1. kissing the lipless ~ the shins
2. me and mia ~ tedd leo/the pharmacists
3. wasted state of mind ~ ...trail of dead
4. army of me ~ bjork
5. 10 gallon ascots ~ tapes 'n tapes
6. shut up i am dreaming of places where lovers have wings ~ sunset rubdown
7. weather reports ~ bright eyes
8. just like honey ~ jesus and mary chain
9. i found a reason ~ cat power
10. country mile ~ camera obscura
11. all fires ~ swan lake
12. army ~ ben folds five
13. once around the block ~ badly drawn boy
14. if you knew ~ neko case
15. let it ride ~ ryan adams & the cardinals
16. so much wine ~ the handsome family
17. in a future age ~ jeff tweedy
18. she may turn around ~ the innocence mission
19. salute my shorts ~ rilo kiley

obviously i'm not re-inventing the wheel here but i did stretch myself a bit. i never thought i would see the day that i could justify putting a the shits. song into a mix but what can you do. sometimes we are forced to evolve. but i evolve with my credibility intact. and really the point of this excercise is not musical snobbery - it's a contrived effort to whip myself back into creative shape because i'm fairly confident that at the age of 33 i still have a few cringe inducing power ballads within me. only time will tell.

Posted by young_christopher at 7:19 PM | Comments (3) | TrackBack

February 7, 2007

kicking television

it is one of the perils of my job that i am - on occasion - sent on business out of town. it's really not something that i mind all that much. i enjoy traveling and seeing new and interesting places - especially in the winter time when my 110 year victorian life partner takes on a chilly disposition. the problem is, the company rarely sends me to interesting places. during my most recent excursion i spent 6 days in baton rouge, la. actually, my hotel was in port allen which is separated from baton rouge by the mythical mississippi river. and by mythical i don't mean that it does not exist - obviously there was a large swathe of dirty water that i drove over every day. i just happen to believe that this particular river is man made and really nothing to fuss about. i mean seriously...have you seen that murky mess? no way that is a natural body of water.

anyway, with the exception of one glorious day it rained for the duration of my visit so i found myself holed up in my hotel room for large chunks of time catching up on all that cable television had to offer me. it should be noted that i am much too cheap to install cable television at 4808. also i've learned that you can watch cable television once every couple of months and not really miss anything at all. there are so many reruns and marathongs - it's simply not possible. some of my favourites during the week: engaged and under age; the bad girls club; rome; extras and my sweet sixteen

but far and away the show that piqued my interest the most was a little gem on spike tv known as pros vs. joes. the premise is simple enough: round up some average mildly athletic guys and pit them against formerly elite athletes and allow them to compete. the athletes on this particular program were michael irvin, jose canseco, kevin willis, and some ultimate fighting dude and of course the pros dominated the joes and it wasn't really entertaining at all but it got me thinking.
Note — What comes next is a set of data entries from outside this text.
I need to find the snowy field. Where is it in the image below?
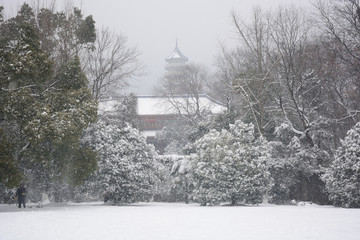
[0,203,360,240]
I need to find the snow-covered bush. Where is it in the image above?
[84,122,156,203]
[193,121,270,205]
[322,122,360,207]
[268,123,332,204]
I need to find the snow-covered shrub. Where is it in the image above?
[84,122,156,203]
[322,123,360,207]
[268,123,332,204]
[193,121,270,205]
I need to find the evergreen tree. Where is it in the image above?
[322,123,360,207]
[84,122,157,203]
[0,4,97,199]
[193,121,270,204]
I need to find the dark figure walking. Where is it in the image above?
[16,183,26,208]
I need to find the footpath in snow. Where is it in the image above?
[0,203,360,240]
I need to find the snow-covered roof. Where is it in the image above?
[137,94,225,115]
[98,94,226,116]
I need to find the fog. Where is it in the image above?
[0,0,311,95]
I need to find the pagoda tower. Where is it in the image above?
[165,40,189,77]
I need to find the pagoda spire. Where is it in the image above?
[165,38,189,74]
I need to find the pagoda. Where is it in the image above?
[165,40,189,76]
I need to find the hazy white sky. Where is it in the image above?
[0,0,311,95]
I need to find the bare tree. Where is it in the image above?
[217,8,274,135]
[315,0,360,124]
[83,28,143,99]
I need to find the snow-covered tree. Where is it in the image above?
[322,123,360,207]
[84,122,157,203]
[193,121,270,205]
[0,4,97,199]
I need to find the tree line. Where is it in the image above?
[0,0,360,207]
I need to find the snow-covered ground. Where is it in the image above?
[0,203,360,240]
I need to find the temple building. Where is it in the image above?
[99,43,226,150]
[165,41,189,77]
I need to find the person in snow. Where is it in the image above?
[16,183,26,208]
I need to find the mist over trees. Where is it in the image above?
[0,0,360,207]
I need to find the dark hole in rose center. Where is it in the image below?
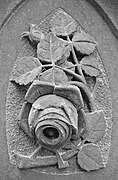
[43,127,59,139]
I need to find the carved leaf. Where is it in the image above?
[11,56,42,81]
[51,12,77,36]
[14,67,42,85]
[72,30,97,55]
[22,24,44,43]
[83,110,106,142]
[80,56,100,77]
[40,68,68,85]
[37,33,67,63]
[77,143,104,171]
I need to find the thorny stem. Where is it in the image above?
[55,66,85,83]
[67,36,86,84]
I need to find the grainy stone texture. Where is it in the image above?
[0,0,118,180]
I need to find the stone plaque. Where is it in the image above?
[6,8,112,174]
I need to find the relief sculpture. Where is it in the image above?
[6,8,112,174]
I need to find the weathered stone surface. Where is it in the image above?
[1,1,117,179]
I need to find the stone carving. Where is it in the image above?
[6,8,112,173]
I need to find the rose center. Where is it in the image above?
[43,127,59,139]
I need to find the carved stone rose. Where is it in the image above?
[7,8,112,172]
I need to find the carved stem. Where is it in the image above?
[13,149,78,169]
[69,81,95,111]
[67,36,86,84]
[55,65,85,83]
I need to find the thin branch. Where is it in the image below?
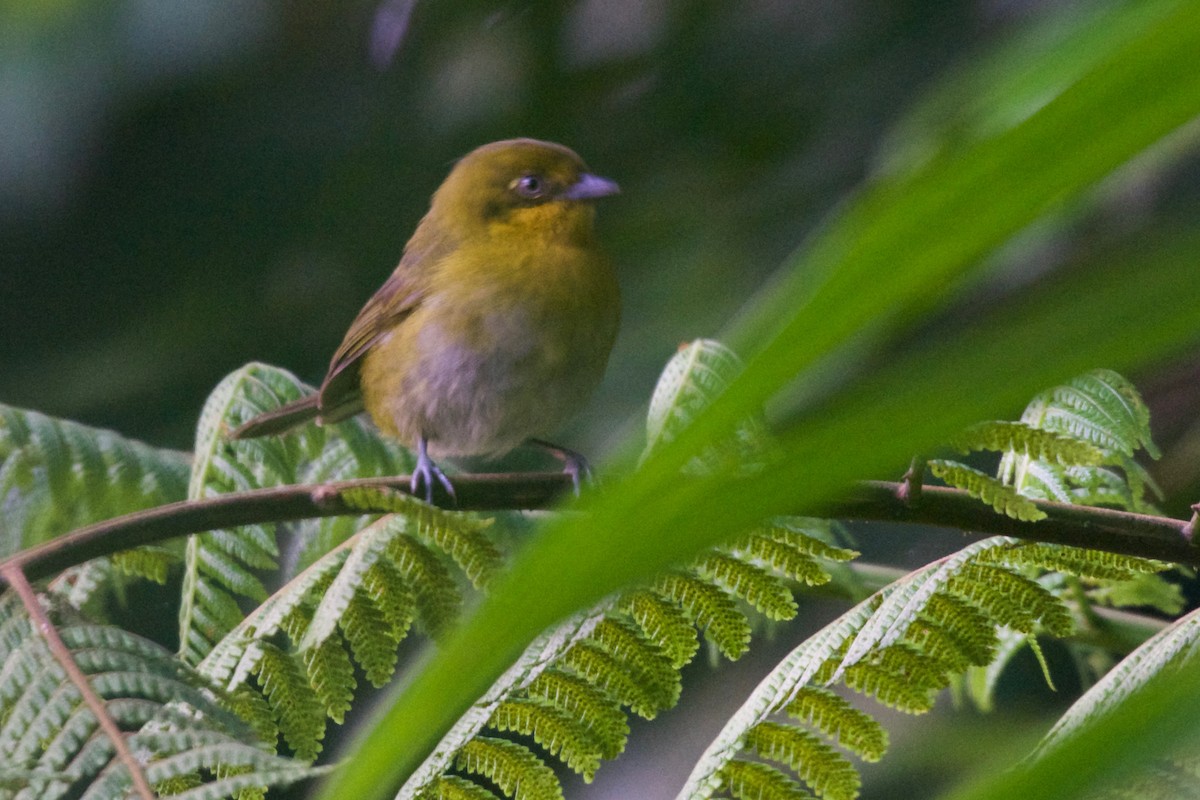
[0,473,572,581]
[0,561,156,800]
[0,473,1200,581]
[820,481,1200,566]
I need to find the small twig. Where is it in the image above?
[0,563,155,800]
[1183,503,1200,542]
[0,473,1200,581]
[896,456,925,507]
[0,473,571,581]
[818,481,1200,566]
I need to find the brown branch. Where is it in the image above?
[0,473,1200,587]
[821,481,1200,566]
[0,473,572,581]
[0,560,156,800]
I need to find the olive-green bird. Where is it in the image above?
[230,139,620,500]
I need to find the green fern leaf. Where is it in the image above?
[562,642,665,720]
[421,775,500,800]
[620,590,700,668]
[646,339,742,453]
[906,594,998,669]
[340,594,400,688]
[842,648,941,714]
[455,736,563,800]
[785,686,888,762]
[488,699,601,783]
[112,546,179,585]
[388,535,462,637]
[982,542,1171,581]
[1021,369,1159,458]
[0,404,190,558]
[0,594,324,798]
[254,642,325,762]
[952,420,1104,465]
[948,564,1074,637]
[653,572,750,660]
[527,668,629,759]
[929,458,1046,522]
[746,722,862,800]
[588,616,680,709]
[302,636,356,724]
[720,759,812,800]
[694,552,799,620]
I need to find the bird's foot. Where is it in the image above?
[530,439,593,497]
[408,439,458,504]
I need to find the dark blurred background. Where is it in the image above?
[0,0,1200,799]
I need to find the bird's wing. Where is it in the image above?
[319,230,452,422]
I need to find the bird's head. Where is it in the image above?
[430,139,619,242]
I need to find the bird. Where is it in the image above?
[229,138,620,503]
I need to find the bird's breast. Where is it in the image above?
[362,241,618,456]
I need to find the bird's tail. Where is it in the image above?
[228,395,320,439]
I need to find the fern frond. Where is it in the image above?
[254,642,325,762]
[1038,610,1200,753]
[947,563,1074,637]
[620,590,700,668]
[0,593,323,798]
[694,552,799,620]
[929,458,1046,522]
[643,339,743,457]
[180,363,410,663]
[397,603,609,800]
[720,758,812,800]
[421,775,500,800]
[562,642,664,720]
[678,537,1089,800]
[1021,369,1158,458]
[842,645,949,714]
[112,546,179,585]
[746,722,862,800]
[527,668,629,759]
[980,542,1171,581]
[302,636,356,724]
[0,404,190,558]
[653,572,750,660]
[488,699,601,783]
[341,487,503,589]
[455,736,563,800]
[785,686,888,762]
[388,536,462,637]
[950,420,1104,465]
[733,524,858,587]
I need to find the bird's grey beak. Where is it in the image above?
[562,173,620,200]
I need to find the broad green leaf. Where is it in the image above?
[322,4,1200,799]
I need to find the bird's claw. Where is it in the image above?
[533,439,594,497]
[408,439,458,504]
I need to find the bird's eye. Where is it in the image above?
[512,175,546,200]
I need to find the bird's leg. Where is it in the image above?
[529,439,592,497]
[408,437,458,503]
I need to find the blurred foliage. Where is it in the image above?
[0,0,1200,800]
[0,0,1142,449]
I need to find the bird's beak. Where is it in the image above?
[560,173,620,200]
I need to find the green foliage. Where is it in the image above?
[642,339,769,474]
[197,506,499,760]
[0,593,323,800]
[0,404,188,558]
[679,537,1176,800]
[929,459,1046,522]
[179,363,409,663]
[384,496,857,798]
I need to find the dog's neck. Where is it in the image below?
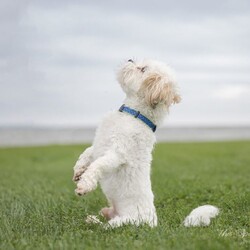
[124,96,168,126]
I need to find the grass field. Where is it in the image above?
[0,142,250,250]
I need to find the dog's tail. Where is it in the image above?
[183,205,219,227]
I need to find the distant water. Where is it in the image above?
[0,126,250,147]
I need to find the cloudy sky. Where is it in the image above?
[0,0,250,126]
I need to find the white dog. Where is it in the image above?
[73,60,181,227]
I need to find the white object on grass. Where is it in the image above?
[183,205,219,227]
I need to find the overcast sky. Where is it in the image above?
[0,0,250,126]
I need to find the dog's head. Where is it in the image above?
[118,59,181,109]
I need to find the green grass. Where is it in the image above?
[0,141,250,250]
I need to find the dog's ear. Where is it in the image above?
[141,74,181,108]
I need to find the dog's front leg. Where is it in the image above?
[73,146,93,182]
[75,151,124,195]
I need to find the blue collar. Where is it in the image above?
[119,104,156,132]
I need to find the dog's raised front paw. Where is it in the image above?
[75,178,97,196]
[72,160,88,182]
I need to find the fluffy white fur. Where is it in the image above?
[73,60,181,227]
[183,205,219,227]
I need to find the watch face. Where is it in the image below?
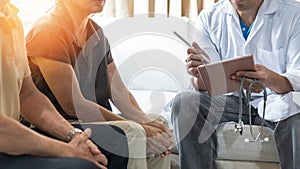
[66,128,83,142]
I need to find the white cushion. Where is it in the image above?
[217,123,279,162]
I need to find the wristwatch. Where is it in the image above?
[66,128,83,143]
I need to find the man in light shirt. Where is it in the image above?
[0,0,127,169]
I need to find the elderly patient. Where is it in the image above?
[0,0,107,169]
[26,0,173,169]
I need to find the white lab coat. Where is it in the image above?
[196,0,300,121]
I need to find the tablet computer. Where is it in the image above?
[198,55,255,96]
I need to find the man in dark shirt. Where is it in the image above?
[27,0,173,168]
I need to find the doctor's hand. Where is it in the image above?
[185,42,209,78]
[232,64,293,93]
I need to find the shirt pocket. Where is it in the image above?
[255,48,285,73]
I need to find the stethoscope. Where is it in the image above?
[235,77,269,143]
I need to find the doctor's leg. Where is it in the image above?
[274,114,300,169]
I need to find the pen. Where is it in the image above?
[173,31,209,64]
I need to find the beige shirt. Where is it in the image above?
[0,4,30,119]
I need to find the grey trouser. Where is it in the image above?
[172,91,300,169]
[0,153,99,169]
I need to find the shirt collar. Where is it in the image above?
[0,3,19,19]
[222,0,278,15]
[0,4,19,34]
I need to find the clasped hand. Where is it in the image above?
[69,129,108,169]
[141,120,174,158]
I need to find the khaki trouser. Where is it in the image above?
[108,114,171,169]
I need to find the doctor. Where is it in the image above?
[172,0,300,169]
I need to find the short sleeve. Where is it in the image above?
[26,16,71,63]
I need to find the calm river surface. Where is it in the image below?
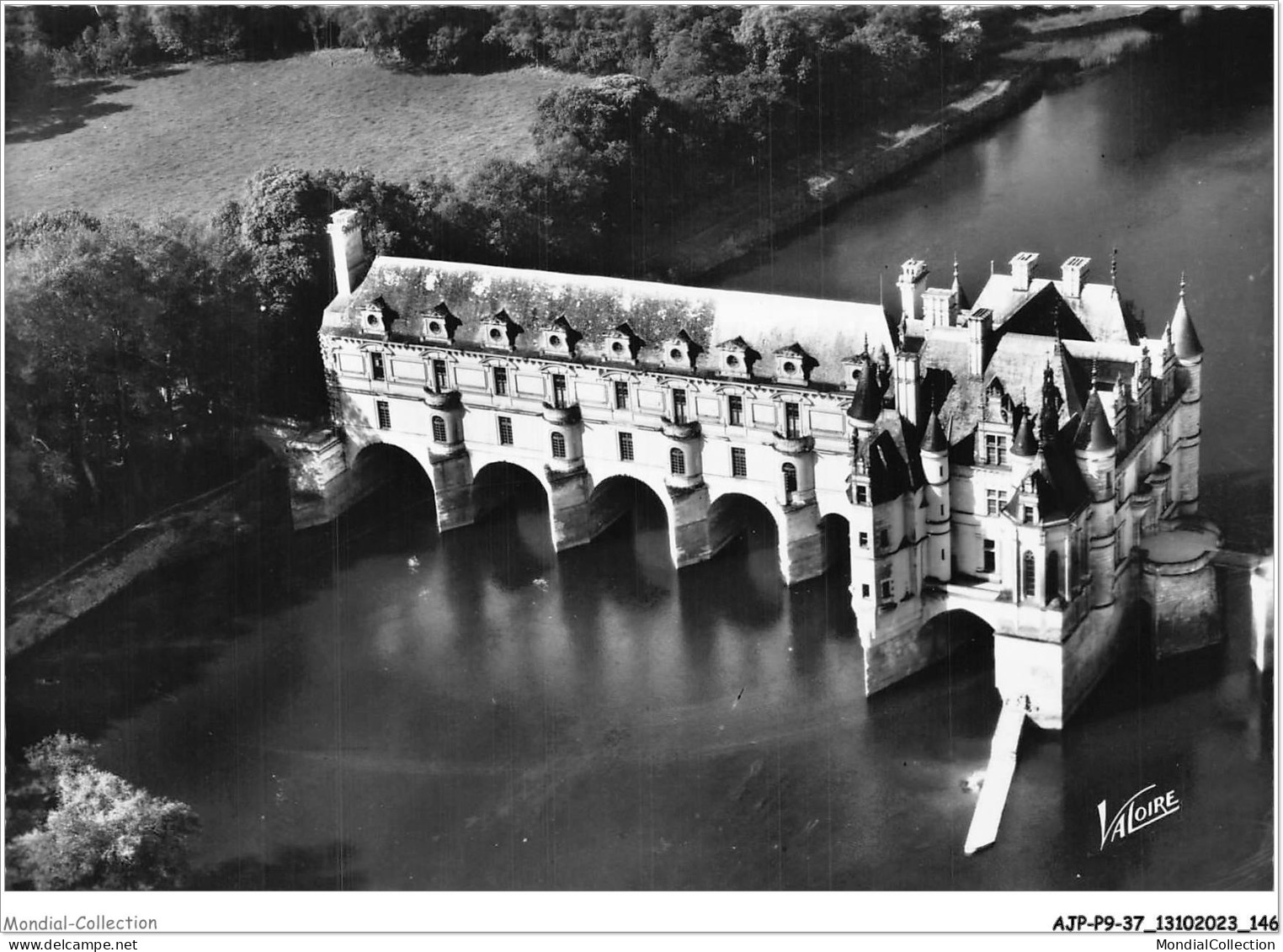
[7,13,1274,889]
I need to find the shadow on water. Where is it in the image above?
[188,842,368,891]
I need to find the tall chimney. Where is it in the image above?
[1060,255,1092,298]
[896,258,926,321]
[967,308,993,377]
[1011,252,1038,291]
[326,208,365,298]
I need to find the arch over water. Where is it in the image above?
[352,440,434,502]
[708,492,783,566]
[918,608,994,661]
[472,460,549,521]
[820,512,850,575]
[588,473,673,539]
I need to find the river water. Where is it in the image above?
[7,12,1274,889]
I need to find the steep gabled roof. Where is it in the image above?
[1004,443,1092,522]
[322,255,894,386]
[994,282,1092,340]
[856,411,926,506]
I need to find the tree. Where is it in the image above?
[340,7,494,73]
[8,734,199,889]
[5,212,258,570]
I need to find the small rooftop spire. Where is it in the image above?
[1168,271,1202,360]
[923,401,950,453]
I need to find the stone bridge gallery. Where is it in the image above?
[277,210,1220,729]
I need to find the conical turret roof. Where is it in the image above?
[847,350,883,423]
[1171,274,1202,360]
[950,258,972,311]
[1074,390,1119,453]
[1011,408,1038,457]
[923,408,950,453]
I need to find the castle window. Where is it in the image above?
[1046,551,1060,602]
[784,403,799,440]
[730,446,748,479]
[781,463,798,497]
[984,489,1007,516]
[984,433,1007,465]
[673,390,686,423]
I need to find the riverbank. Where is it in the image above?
[652,8,1171,284]
[4,460,287,657]
[644,64,1045,282]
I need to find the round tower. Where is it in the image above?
[1171,272,1202,516]
[921,407,953,581]
[1074,389,1117,608]
[847,347,881,636]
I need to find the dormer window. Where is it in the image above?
[540,316,583,357]
[362,301,397,338]
[984,433,1007,465]
[482,311,524,350]
[715,338,761,380]
[423,300,463,344]
[663,328,700,371]
[603,321,646,363]
[842,355,865,390]
[775,341,818,385]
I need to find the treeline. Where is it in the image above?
[5,5,990,159]
[5,212,257,587]
[5,7,1010,584]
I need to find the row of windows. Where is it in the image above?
[492,367,801,439]
[370,350,816,439]
[370,350,449,392]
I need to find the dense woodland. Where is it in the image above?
[5,5,1009,594]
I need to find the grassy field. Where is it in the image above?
[4,50,573,224]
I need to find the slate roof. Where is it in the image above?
[1074,390,1119,453]
[856,409,926,506]
[322,255,894,386]
[975,274,1142,344]
[1004,443,1092,522]
[1171,287,1202,360]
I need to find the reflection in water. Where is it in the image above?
[7,13,1274,889]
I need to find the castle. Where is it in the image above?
[302,210,1219,727]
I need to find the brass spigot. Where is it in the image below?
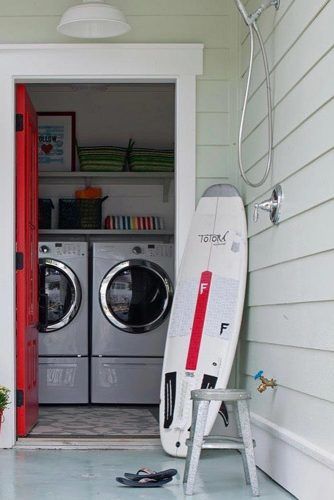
[254,370,277,394]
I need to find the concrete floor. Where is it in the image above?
[0,449,293,500]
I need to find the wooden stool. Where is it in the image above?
[183,389,259,496]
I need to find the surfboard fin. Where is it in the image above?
[164,372,176,429]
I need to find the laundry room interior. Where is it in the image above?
[0,0,334,500]
[27,82,175,438]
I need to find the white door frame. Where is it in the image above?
[0,43,203,448]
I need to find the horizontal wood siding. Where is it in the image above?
[239,0,334,500]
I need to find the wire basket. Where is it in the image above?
[58,196,108,229]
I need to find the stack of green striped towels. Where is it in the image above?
[78,146,128,172]
[129,148,174,172]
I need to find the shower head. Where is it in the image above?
[234,0,281,26]
[235,0,249,24]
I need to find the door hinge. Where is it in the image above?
[15,113,24,132]
[16,389,24,408]
[16,252,24,271]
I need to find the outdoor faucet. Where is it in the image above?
[254,370,277,394]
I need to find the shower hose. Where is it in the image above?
[238,22,273,187]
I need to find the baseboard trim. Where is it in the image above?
[251,412,334,470]
[14,437,161,450]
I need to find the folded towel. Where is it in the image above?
[104,215,164,231]
[129,148,174,172]
[78,146,127,172]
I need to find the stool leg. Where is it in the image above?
[237,401,259,497]
[186,401,210,495]
[235,409,250,484]
[183,399,200,483]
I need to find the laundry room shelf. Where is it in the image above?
[39,172,174,202]
[39,229,174,236]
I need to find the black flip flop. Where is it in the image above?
[124,467,177,481]
[116,477,173,488]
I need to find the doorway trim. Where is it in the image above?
[0,43,203,448]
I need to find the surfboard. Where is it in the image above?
[160,184,247,457]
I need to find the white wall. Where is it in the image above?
[239,0,334,500]
[29,83,175,233]
[29,83,175,152]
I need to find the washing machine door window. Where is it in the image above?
[100,259,173,333]
[40,259,81,332]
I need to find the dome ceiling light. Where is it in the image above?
[57,0,131,38]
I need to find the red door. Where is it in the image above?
[16,85,39,436]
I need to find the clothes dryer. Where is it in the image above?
[91,242,174,404]
[39,242,89,403]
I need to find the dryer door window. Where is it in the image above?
[39,259,81,332]
[100,259,173,333]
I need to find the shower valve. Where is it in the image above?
[253,184,283,224]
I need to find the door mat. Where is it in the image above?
[29,406,159,437]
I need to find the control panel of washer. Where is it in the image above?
[39,242,85,257]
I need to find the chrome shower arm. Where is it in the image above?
[248,0,280,24]
[235,0,280,26]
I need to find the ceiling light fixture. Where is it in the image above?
[57,0,131,38]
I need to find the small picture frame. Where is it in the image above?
[37,111,75,172]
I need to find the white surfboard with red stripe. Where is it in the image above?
[160,184,247,457]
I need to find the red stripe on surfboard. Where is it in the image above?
[186,271,212,370]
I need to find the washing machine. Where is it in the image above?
[91,242,174,404]
[39,241,89,404]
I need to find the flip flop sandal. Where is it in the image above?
[124,467,177,481]
[116,477,173,488]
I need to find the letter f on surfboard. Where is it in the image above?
[160,184,247,457]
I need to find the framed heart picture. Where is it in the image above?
[37,111,75,172]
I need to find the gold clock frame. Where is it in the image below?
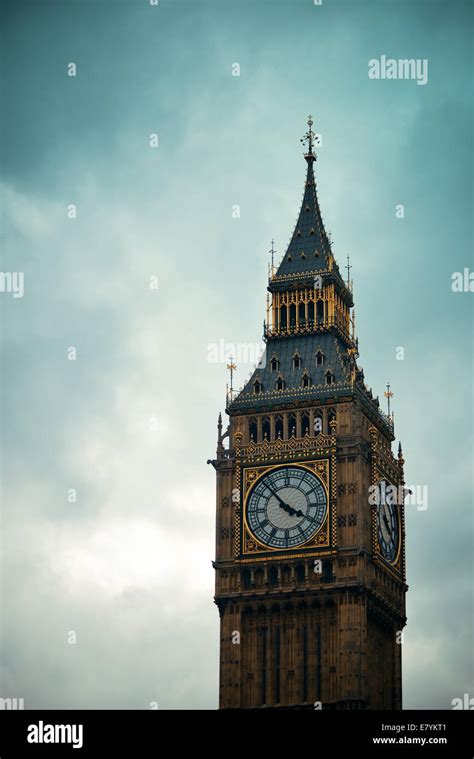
[236,457,337,562]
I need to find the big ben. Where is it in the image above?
[212,117,407,710]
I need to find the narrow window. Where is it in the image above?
[275,625,281,704]
[328,409,336,435]
[275,415,283,439]
[262,416,270,440]
[249,419,257,443]
[301,411,309,437]
[303,625,308,703]
[290,303,296,327]
[314,411,323,435]
[288,414,296,437]
[261,627,267,704]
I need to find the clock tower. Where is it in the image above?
[211,117,407,710]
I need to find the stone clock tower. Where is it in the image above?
[212,117,407,710]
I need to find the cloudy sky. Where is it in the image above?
[0,0,474,709]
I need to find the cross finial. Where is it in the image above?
[301,115,316,161]
[227,356,237,401]
[270,238,276,275]
[384,382,393,417]
[346,256,352,287]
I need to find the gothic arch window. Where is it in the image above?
[262,416,270,440]
[328,408,337,435]
[316,300,324,322]
[275,414,283,439]
[298,303,306,325]
[241,569,252,590]
[296,564,305,583]
[301,411,309,435]
[249,418,258,443]
[314,411,323,435]
[275,377,286,390]
[290,303,296,327]
[288,412,296,437]
[326,369,334,385]
[255,569,263,587]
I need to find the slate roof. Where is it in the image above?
[229,332,350,410]
[227,144,393,436]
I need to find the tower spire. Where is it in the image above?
[301,114,316,163]
[384,382,393,419]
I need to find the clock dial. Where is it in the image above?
[246,466,327,548]
[377,480,399,562]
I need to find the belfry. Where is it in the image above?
[212,117,407,710]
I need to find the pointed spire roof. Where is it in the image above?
[275,116,345,294]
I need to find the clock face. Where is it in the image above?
[246,466,327,548]
[377,480,399,562]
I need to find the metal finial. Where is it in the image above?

obviously - it will be a rare occurrence that an average man would be able to cover hall of fame wide receiver michael irvin on a post pattern...so why not change up the format of the show a little bit in an effort to level the playing field. i wouldn't advocate elminating the athletic competition because obviously that is an essential element. but maybe - just maybe there could be a classroom competition wherein the jocks would have to read and interperet
great works of literature. and how hilarious would that be - watching jose canseco struggle to wrap his steroid addled brain around proust or tolstoy - it would be completely riveting television. certainly more riveting than that fat kid on charlie sheen's sitcom pandering for laughs. sort of a pros vs. prose competition as it were. obviously spike tv executives are not capable of such enlightened thought but i dream of the day that all of this might be possible in post 9/11 amerika.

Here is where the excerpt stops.